Posted by: Marnie at January 7, 2008 06:43 AM

thanks for this post. my grandmother is quite close to passing on, and while not a knitter, she did teach me the value of handmade heirlooms...it was wonderfully timely to read this.

Posted by: joy at January 7, 2008 06:42 AM

Thank you for treating things I've treasured and saved for many years with such care and reverence. How splendid that you have the knowledge to correctly care for them. (I would have been afraid to take out the string for fear I wouldn't know how to get it back again!) Your grandmother would love that. But grandmother would have told you about her mistakes - because she told me about them as she gave me the coat. All I could see was a magnificent coat. She was a bit disappointed that her labor was not perfect. It's another gift that you not only treasure the coat, but all of her that is stitched up in it. Beautiful post.

Posted by: Mom at January 7, 2008 06:33 AM

My maternal grandmother taught me to knit, but it was my paternal grandmother that was the genius knitter. The whole time my grandmom was teaching me, she talked about how talented my nana was. I remember that we all had aran sweaters and ponchos and knits in general, but I have no memory of her knitting, which makes me sad. I've long surpassed the grandmother who taught me to knit (her words, not mine) and like to think that it's my paternal grandmother who speaks through my needles.

Thanks for sharing your grandmother's knits.

Posted by: Cara at January 7, 2008 06:28 AM

I lost my grandmother to Alzheimer's 8 years ago (after a 12 year battle!) She was not a knitter, but was one of the funniest people I've ever met. I wish I had something to hold on to of hers--you are fortunate!

Posted by: linda at January 7, 2008 05:36 AM

Beautiful post. You must have felt like the archaeologists opening King Tut's tomb untying that drawstring! It makes the mind boggle to wonder if decades from now one's descendants were to inherit some of today's knits; what would they be able to know about us?

Posted by: Meg at January 6, 2008 10:43 PM

this is what knitting gives us, isn't it? that instant connection to her, that knowledge of her motions and actions that were specifically for you, preserved now in your hands. what a beautiful post.

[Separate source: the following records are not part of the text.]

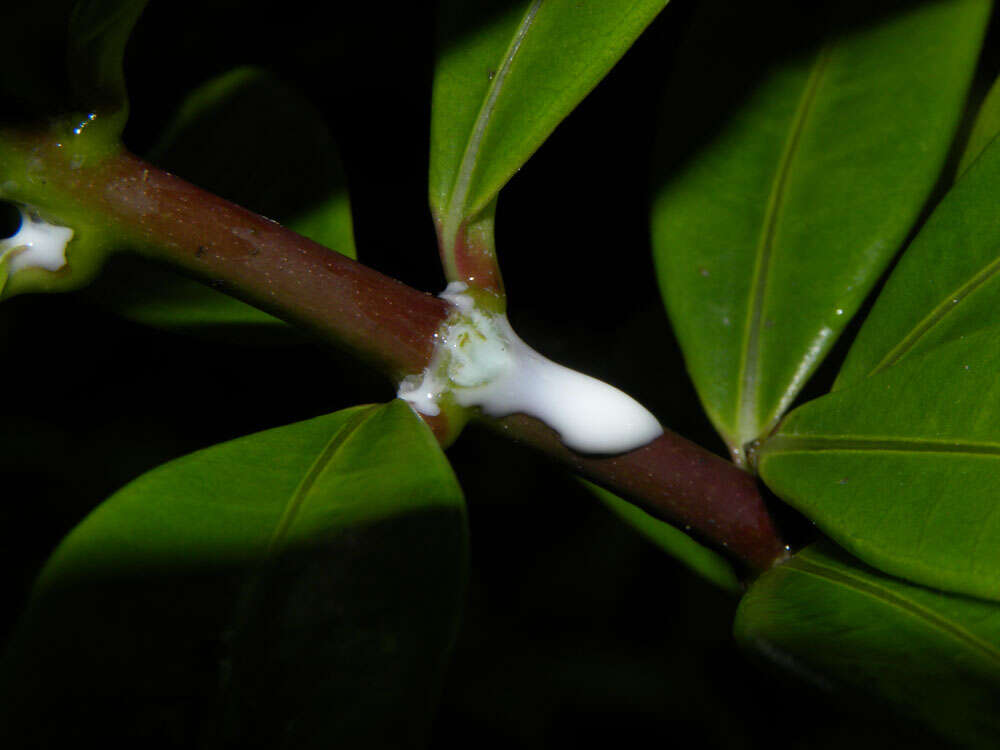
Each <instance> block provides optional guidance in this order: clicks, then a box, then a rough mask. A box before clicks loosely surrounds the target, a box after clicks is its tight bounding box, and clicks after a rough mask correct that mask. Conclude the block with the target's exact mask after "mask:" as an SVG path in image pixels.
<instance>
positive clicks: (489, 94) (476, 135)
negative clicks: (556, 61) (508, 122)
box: [444, 0, 542, 242]
mask: <svg viewBox="0 0 1000 750" xmlns="http://www.w3.org/2000/svg"><path fill="white" fill-rule="evenodd" d="M541 4H542V0H533V2H532V3H531V5H530V6H528V9H527V10H526V11H525V13H524V16H523V17H522V18H521V23H520V24H519V25H518V27H517V31H515V32H514V36H513V37H512V39H511V42H510V45H509V46H508V47H507V51H506V52H505V53H504V56H503V58H502V60H501V61H500V65H499V66H498V67H497V72H496V75H494V76H493V81H492V82H491V84H490V87H489V89H488V90H487V92H486V99H485V100H484V101H483V106H482V107H480V109H479V114H478V115H476V121H475V124H474V125H473V127H472V132H471V133H470V134H469V140H468V141H467V142H466V144H465V151H464V152H463V153H462V161H461V163H460V164H459V167H458V173H457V174H456V176H455V182H454V184H453V185H452V190H451V197H450V198H449V200H448V208H447V210H446V211H445V220H444V229H445V237H446V238H448V241H449V242H451V241H453V238H454V237H455V235H456V234H457V232H458V227H459V225H460V224H461V222H462V220H463V218H466V217H465V216H464V215H463V214H464V212H463V209H464V208H465V201H466V200H467V199H468V197H469V187H470V185H471V184H472V174H473V172H475V170H476V166H477V164H478V161H479V148H480V146H481V145H482V141H483V135H484V134H485V133H486V128H487V126H488V125H489V122H490V118H491V117H492V116H493V111H494V109H496V103H497V99H498V98H499V97H500V93H501V91H502V89H503V85H504V83H505V82H506V80H507V74H508V73H509V72H510V67H511V65H512V64H513V62H514V58H515V57H516V56H517V52H518V50H519V49H520V48H521V43H522V42H523V41H524V37H525V36H526V35H527V34H528V31H529V30H530V28H531V25H532V23H534V20H535V16H536V15H537V14H538V9H539V7H541Z"/></svg>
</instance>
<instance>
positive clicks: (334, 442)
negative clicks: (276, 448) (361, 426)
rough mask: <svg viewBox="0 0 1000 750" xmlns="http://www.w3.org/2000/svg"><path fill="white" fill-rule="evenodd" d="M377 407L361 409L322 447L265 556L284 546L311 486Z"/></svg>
mask: <svg viewBox="0 0 1000 750" xmlns="http://www.w3.org/2000/svg"><path fill="white" fill-rule="evenodd" d="M377 408H378V407H377V406H369V407H368V408H367V409H361V410H360V411H358V413H357V414H355V415H354V416H353V417H351V418H350V419H349V420H348V421H347V422H346V423H345V424H344V425H343V426H342V427H341V428H340V429H339V430H337V432H336V433H334V435H333V436H332V437H331V438H330V440H329V442H328V443H327V444H326V445H325V446H324V448H323V450H322V451H320V454H319V455H318V456H317V457H316V460H315V461H313V463H312V465H311V466H310V467H309V470H308V471H307V472H306V473H305V474H304V475H303V477H302V480H301V481H300V482H299V484H298V486H297V487H296V488H295V491H294V492H293V493H292V495H291V497H290V498H289V499H288V502H287V503H286V504H285V510H284V511H283V512H282V514H281V518H280V519H279V520H278V523H277V524H276V525H275V527H274V532H273V533H272V535H271V540H270V542H268V545H267V556H268V557H273V556H274V555H275V554H276V553H277V552H278V551H280V549H281V547H282V546H283V545H284V543H285V540H286V539H287V537H288V531H289V529H291V527H292V524H294V523H295V519H296V518H298V515H299V511H300V510H301V509H302V507H303V506H304V505H305V502H306V499H307V498H308V496H309V493H310V492H311V491H312V488H313V486H314V485H315V484H316V480H317V479H318V478H319V476H320V474H322V473H323V471H325V470H326V468H327V466H329V465H330V462H331V461H333V459H334V458H335V457H336V455H337V453H339V452H340V450H341V449H342V448H343V447H344V444H345V443H346V442H347V441H348V439H349V438H350V437H351V436H352V435H353V434H354V432H355V431H356V430H357V429H358V427H359V426H360V425H361V423H362V422H364V421H365V420H366V419H367V418H368V417H369V416H370V415H371V414H372V412H373V411H375V410H376V409H377Z"/></svg>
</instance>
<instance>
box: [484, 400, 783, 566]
mask: <svg viewBox="0 0 1000 750" xmlns="http://www.w3.org/2000/svg"><path fill="white" fill-rule="evenodd" d="M489 423H490V424H492V425H493V426H494V427H495V428H496V429H498V430H499V431H501V432H502V433H504V434H506V435H507V436H508V437H511V438H513V439H514V440H517V441H518V442H522V443H525V444H526V445H530V446H532V447H533V448H536V449H537V450H540V451H542V452H543V453H545V454H547V455H549V456H551V457H553V458H555V459H557V460H559V461H560V462H562V463H564V464H566V465H567V466H569V467H570V468H571V469H572V470H573V471H575V472H576V473H578V474H580V475H582V476H585V477H587V478H588V479H590V480H592V481H594V482H595V483H597V484H599V485H601V486H602V487H605V488H606V489H608V490H611V491H612V492H615V493H617V494H619V495H622V496H623V497H624V498H626V499H628V500H631V501H632V502H634V503H635V504H636V505H639V506H640V507H642V508H643V509H645V510H646V511H647V512H648V513H650V514H651V515H653V516H656V517H657V518H660V519H662V520H664V521H667V522H668V523H672V524H674V525H675V526H679V527H681V528H684V529H686V530H689V531H691V532H692V533H693V534H694V535H695V536H697V537H700V538H701V539H703V540H705V541H706V542H708V543H709V544H711V545H712V546H713V547H721V548H722V549H723V550H725V551H726V552H727V553H728V554H729V556H731V557H735V558H736V559H737V560H739V561H742V562H743V563H745V564H747V565H749V566H750V567H751V568H752V569H754V570H757V571H762V570H767V569H768V568H770V567H771V566H772V565H773V564H774V563H775V562H776V561H778V560H780V559H782V558H784V557H787V555H788V552H787V550H786V548H785V546H784V543H783V542H782V541H781V538H780V537H779V536H778V533H777V530H776V529H775V527H774V522H773V521H772V519H771V516H770V514H769V513H768V511H767V507H766V506H765V505H764V500H763V498H762V497H761V495H760V491H759V490H758V487H757V482H756V480H755V479H754V478H753V477H752V476H751V475H750V474H748V473H746V472H745V471H743V470H742V469H740V468H738V467H737V466H735V465H734V464H731V463H729V462H728V461H726V460H724V459H722V458H720V457H718V456H716V455H715V454H714V453H710V452H709V451H707V450H705V449H704V448H702V447H701V446H698V445H696V444H694V443H692V442H691V441H690V440H686V439H685V438H683V437H681V436H680V435H677V434H676V433H673V432H670V431H669V430H666V431H665V432H664V433H663V435H661V436H660V437H659V438H657V439H656V440H654V441H653V442H652V443H649V444H648V445H645V446H643V447H642V448H638V449H636V450H634V451H631V452H630V453H624V454H620V455H616V456H585V455H582V454H579V453H575V452H573V451H571V450H570V449H569V448H567V447H566V446H565V445H563V444H562V442H561V441H560V440H559V436H558V435H557V434H556V433H555V432H554V431H553V430H552V429H551V428H550V427H547V426H546V425H545V424H543V423H542V422H539V421H538V420H537V419H534V418H532V417H528V416H525V415H522V414H516V415H514V416H510V417H505V418H504V419H500V420H490V421H489Z"/></svg>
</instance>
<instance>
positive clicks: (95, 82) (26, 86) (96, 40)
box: [0, 0, 147, 138]
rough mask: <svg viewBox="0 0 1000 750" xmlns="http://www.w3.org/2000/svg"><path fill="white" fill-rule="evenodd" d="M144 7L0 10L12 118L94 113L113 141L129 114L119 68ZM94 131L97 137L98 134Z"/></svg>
mask: <svg viewBox="0 0 1000 750" xmlns="http://www.w3.org/2000/svg"><path fill="white" fill-rule="evenodd" d="M146 2H147V0H43V1H42V2H36V3H16V2H11V3H3V6H2V8H0V28H3V29H4V30H5V37H4V44H3V45H0V65H2V67H3V70H4V75H3V76H2V77H0V94H2V95H3V99H4V101H3V102H2V104H0V106H2V107H3V110H4V112H3V113H4V114H5V115H8V116H11V115H12V116H13V117H14V118H17V119H20V118H25V117H26V118H29V119H30V118H36V117H38V116H41V115H47V116H49V117H51V116H63V115H66V114H67V113H68V112H74V111H75V112H83V113H84V114H86V113H88V112H93V111H100V112H101V118H102V120H103V118H104V117H105V116H108V118H109V120H111V121H112V122H109V125H110V126H111V127H110V128H109V129H108V132H107V133H106V136H107V137H108V138H117V136H118V134H119V133H120V132H121V127H122V126H123V125H124V123H125V114H126V110H127V101H126V92H125V79H124V74H123V71H122V60H123V57H124V54H125V44H126V42H127V41H128V38H129V35H130V34H131V32H132V27H133V26H134V25H135V22H136V20H138V18H139V16H140V14H141V13H142V11H143V8H144V7H145V6H146ZM100 127H101V126H98V127H97V128H94V129H95V130H96V129H99V128H100Z"/></svg>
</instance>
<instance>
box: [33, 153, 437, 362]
mask: <svg viewBox="0 0 1000 750" xmlns="http://www.w3.org/2000/svg"><path fill="white" fill-rule="evenodd" d="M31 149H32V152H33V154H34V155H36V156H40V157H41V159H40V160H39V163H40V164H44V165H45V167H46V169H45V178H46V179H47V182H48V185H49V186H50V187H51V188H55V189H57V190H59V191H60V192H63V193H68V194H72V196H73V198H74V200H75V201H76V202H77V203H78V204H79V205H80V206H82V207H83V208H85V209H87V210H88V211H90V212H92V213H94V214H95V215H98V216H100V217H102V219H103V220H104V221H106V222H107V224H108V225H109V226H110V228H111V229H115V230H117V231H118V232H119V233H120V234H121V235H122V237H123V238H124V239H125V240H126V241H129V242H130V243H131V244H132V246H133V247H136V248H137V249H139V250H140V251H141V252H143V253H144V254H145V255H147V256H148V257H151V258H154V259H157V260H161V261H164V262H167V263H169V264H170V265H172V266H174V267H178V268H180V269H183V270H184V271H186V272H188V273H190V274H191V275H193V276H195V277H197V278H200V279H202V280H204V281H206V282H208V283H210V284H211V285H212V286H214V287H215V288H217V289H221V290H222V291H225V292H226V293H228V294H231V295H233V296H235V297H238V298H240V299H242V300H244V301H245V302H248V303H250V304H252V305H254V306H255V307H259V308H261V309H263V310H266V311H267V312H270V313H273V314H274V315H276V316H277V317H279V318H282V319H284V320H287V321H289V322H291V323H295V324H296V325H298V326H301V327H303V328H306V329H308V330H311V331H314V332H316V333H318V334H319V335H321V336H323V337H324V338H325V339H327V340H329V341H331V342H333V343H334V344H336V345H338V346H340V347H342V348H344V349H346V350H348V351H350V352H351V353H353V354H355V355H356V356H359V357H361V358H363V359H365V360H367V361H368V362H369V363H370V364H372V365H373V366H374V367H375V368H377V369H379V370H381V371H382V372H385V373H386V374H387V375H389V377H391V378H393V379H394V380H399V379H400V378H401V377H403V376H404V375H407V374H410V373H418V372H420V371H421V370H423V369H424V368H425V367H426V366H427V364H428V362H429V361H430V358H431V354H432V351H433V342H434V340H433V334H434V332H435V331H437V330H438V328H439V327H440V326H441V324H442V323H443V322H444V320H445V318H446V317H447V315H448V311H449V305H448V303H446V302H444V301H443V300H441V299H439V298H437V297H435V296H433V295H430V294H425V293H423V292H419V291H417V290H416V289H413V288H411V287H409V286H406V285H405V284H402V283H401V282H399V281H396V280H395V279H392V278H390V277H388V276H384V275H382V274H380V273H378V272H377V271H375V270H373V269H371V268H368V267H366V266H363V265H362V264H360V263H358V262H356V261H353V260H351V259H350V258H348V257H346V256H343V255H341V254H340V253H336V252H332V251H331V250H329V249H328V248H325V247H323V246H322V245H319V244H317V243H315V242H313V241H312V240H309V239H306V238H305V237H302V236H300V235H298V234H296V233H294V232H291V231H289V230H287V229H285V228H284V227H282V226H281V225H279V224H277V223H275V222H273V221H271V220H269V219H266V218H264V217H262V216H258V215H257V214H254V213H252V212H250V211H247V210H246V209H244V208H240V207H239V206H237V205H235V204H233V203H230V202H229V201H226V200H224V199H222V198H219V197H218V196H216V195H213V194H212V193H209V192H207V191H205V190H202V189H201V188H199V187H196V186H194V185H192V184H190V183H189V182H185V181H184V180H182V179H180V178H178V177H175V176H174V175H172V174H169V173H167V172H164V171H162V170H160V169H158V168H156V167H154V166H153V165H151V164H149V163H147V162H144V161H143V160H141V159H139V158H138V157H135V156H133V155H131V154H128V153H121V154H119V155H116V156H113V157H110V158H106V159H103V160H101V161H100V162H98V163H97V164H96V165H94V166H92V167H86V166H84V167H77V168H72V167H68V166H67V165H66V163H65V159H64V158H63V155H62V154H61V153H58V151H57V150H56V149H54V148H53V147H52V146H51V145H49V144H45V143H36V144H33V145H32V146H31ZM46 150H49V151H51V153H46Z"/></svg>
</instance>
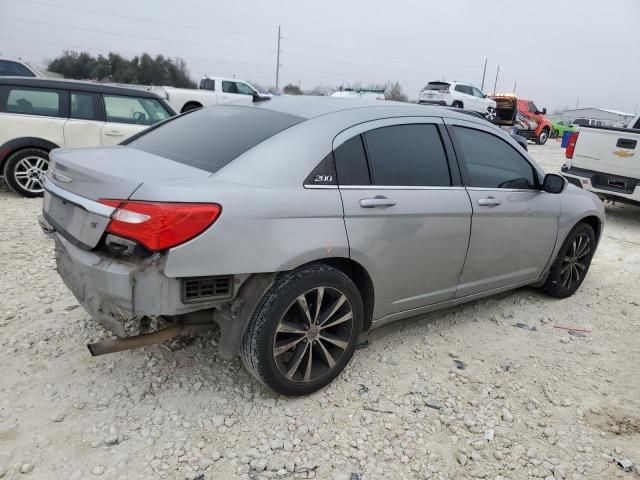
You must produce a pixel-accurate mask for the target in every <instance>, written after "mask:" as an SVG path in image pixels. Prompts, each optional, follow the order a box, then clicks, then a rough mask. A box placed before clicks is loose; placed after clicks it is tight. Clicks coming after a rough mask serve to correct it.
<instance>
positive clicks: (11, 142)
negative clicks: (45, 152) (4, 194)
mask: <svg viewBox="0 0 640 480" xmlns="http://www.w3.org/2000/svg"><path fill="white" fill-rule="evenodd" d="M25 148H40V149H42V150H45V151H46V152H47V153H49V152H50V151H51V150H53V149H54V148H60V146H59V145H56V144H55V143H53V142H51V141H49V140H46V139H44V138H39V137H20V138H14V139H13V140H9V141H8V142H6V143H4V144H3V145H1V146H0V172H3V171H4V164H5V162H6V161H7V159H8V158H9V157H10V156H11V155H12V154H14V153H16V152H17V151H19V150H24V149H25Z"/></svg>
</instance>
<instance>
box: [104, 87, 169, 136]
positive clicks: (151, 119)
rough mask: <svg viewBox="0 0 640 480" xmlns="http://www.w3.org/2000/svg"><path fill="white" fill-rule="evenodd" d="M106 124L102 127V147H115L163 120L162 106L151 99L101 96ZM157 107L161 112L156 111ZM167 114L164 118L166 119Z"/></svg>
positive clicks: (110, 96) (158, 110)
mask: <svg viewBox="0 0 640 480" xmlns="http://www.w3.org/2000/svg"><path fill="white" fill-rule="evenodd" d="M102 98H103V100H104V109H105V115H106V123H105V124H104V126H103V127H102V135H101V136H102V139H101V140H102V145H117V144H118V143H120V142H123V141H124V140H126V139H127V138H129V137H132V136H133V135H135V134H136V133H139V132H141V131H143V130H146V129H147V128H149V126H151V125H153V124H155V123H157V122H158V121H160V120H164V118H162V117H163V115H162V113H161V112H162V111H163V110H164V108H162V105H160V102H158V101H157V100H155V99H153V98H138V97H130V96H124V95H106V94H105V95H102ZM158 107H160V108H162V110H158ZM168 117H169V114H168V113H167V115H166V117H165V118H168Z"/></svg>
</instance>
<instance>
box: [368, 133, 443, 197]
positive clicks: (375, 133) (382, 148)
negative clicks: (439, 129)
mask: <svg viewBox="0 0 640 480" xmlns="http://www.w3.org/2000/svg"><path fill="white" fill-rule="evenodd" d="M364 139H365V142H366V146H367V152H368V154H369V164H370V166H371V174H372V177H373V178H372V180H373V183H374V184H375V185H394V186H437V187H444V186H450V185H451V176H450V174H449V166H448V163H447V157H446V154H445V151H444V146H443V145H442V140H441V139H440V134H439V132H438V128H437V127H436V126H435V125H423V124H416V125H394V126H391V127H383V128H378V129H375V130H370V131H368V132H366V133H365V134H364Z"/></svg>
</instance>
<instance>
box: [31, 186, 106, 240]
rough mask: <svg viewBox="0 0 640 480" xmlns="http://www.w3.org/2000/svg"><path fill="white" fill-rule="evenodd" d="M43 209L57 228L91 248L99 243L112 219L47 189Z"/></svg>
mask: <svg viewBox="0 0 640 480" xmlns="http://www.w3.org/2000/svg"><path fill="white" fill-rule="evenodd" d="M43 210H44V213H45V214H46V217H47V220H48V221H49V222H50V223H52V224H53V227H54V228H55V229H56V230H58V231H60V233H61V234H63V235H65V236H70V237H72V238H73V239H75V240H77V241H79V242H80V243H82V244H83V245H86V246H88V247H90V248H94V247H95V246H96V245H97V244H98V242H99V241H100V238H101V237H102V234H103V233H104V231H105V229H106V228H107V224H108V223H109V220H110V219H109V218H108V217H103V216H101V215H96V214H95V213H91V212H88V211H87V210H85V209H84V208H82V207H80V206H78V205H76V204H74V203H71V202H69V201H67V200H64V199H62V198H60V197H57V196H56V195H52V194H51V193H49V192H47V191H45V193H44V204H43Z"/></svg>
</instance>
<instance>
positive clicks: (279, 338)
mask: <svg viewBox="0 0 640 480" xmlns="http://www.w3.org/2000/svg"><path fill="white" fill-rule="evenodd" d="M352 335H353V308H352V306H351V304H350V303H349V300H348V299H347V296H346V295H345V294H344V293H343V292H341V291H340V290H338V289H336V288H332V287H316V288H314V289H311V290H309V291H307V292H306V293H304V294H302V295H300V296H299V297H298V298H296V299H295V300H294V301H293V302H292V303H291V305H290V306H289V307H288V308H287V310H286V311H285V314H284V315H283V316H282V318H281V319H280V322H279V323H278V327H277V329H276V334H275V337H274V341H273V358H274V360H275V363H276V365H277V367H278V370H279V372H280V373H281V374H282V375H283V376H285V377H286V378H287V379H288V380H290V381H293V382H312V381H314V380H317V379H319V378H320V377H322V376H324V375H325V374H327V373H328V372H329V371H331V370H332V369H333V368H334V366H335V365H336V364H337V363H338V362H339V360H340V359H341V357H342V356H343V355H344V354H345V352H346V350H347V348H348V347H349V343H350V340H351V337H352Z"/></svg>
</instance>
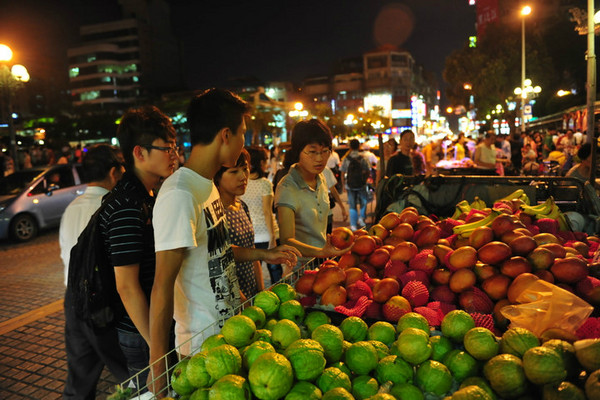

Posted by: mamie at January 6, 2008 10:11 PM

This tugs at my heart.

Posted by: Punkin at January 6, 2008 09:30 PM

Take this knowing that I am still a little post-partum crazy, but this post made me cry. I lost my grandmother a week after my son was born (after loosing my grandfather and two grandparents in my husbands family while I was pregnant) and it really hurt me that I had not seen her in years and was totally unable to go to her services. I know that even if I had been to see her, she would not have recognized me, but I still wish things could have been different. But when my mother came back from the services, she brought back quilts, clothes and toys that my grandmother had made decades before, and now they decorate my sons room. Handcrafts are such a wonderful legacy!

Posted by: Elizabeth at January 6, 2008 09:28 PM

It was neat reading this post. I lost my grandmother in 2003. I was pregnant with my first child and she never got to meet her. I think about that sometimes, but I mainly think about how she never knew that I knit. I started knitting about 4 months after Brooke was born. I pretty much took right to it, even though I have tons more to learn (patience being one). Anyway, I didn't even know that she knit, so now that I've learned that about her it makes me want to knit that much more, because I feel it brings me closer to her. I understand though about wanting to ask questions. Just to sit with her for an afternoon knitting and talking would be so wonderful!

Posted by: Cathy at January 6, 2008 08:43 PM

Wow, thank you for sharing this great story...so well said. The little outfit your grandmother knit is beautiful, from the color to the style to the detailing...just really lovely. Do you think you'll preserve them or hand them on to a little one?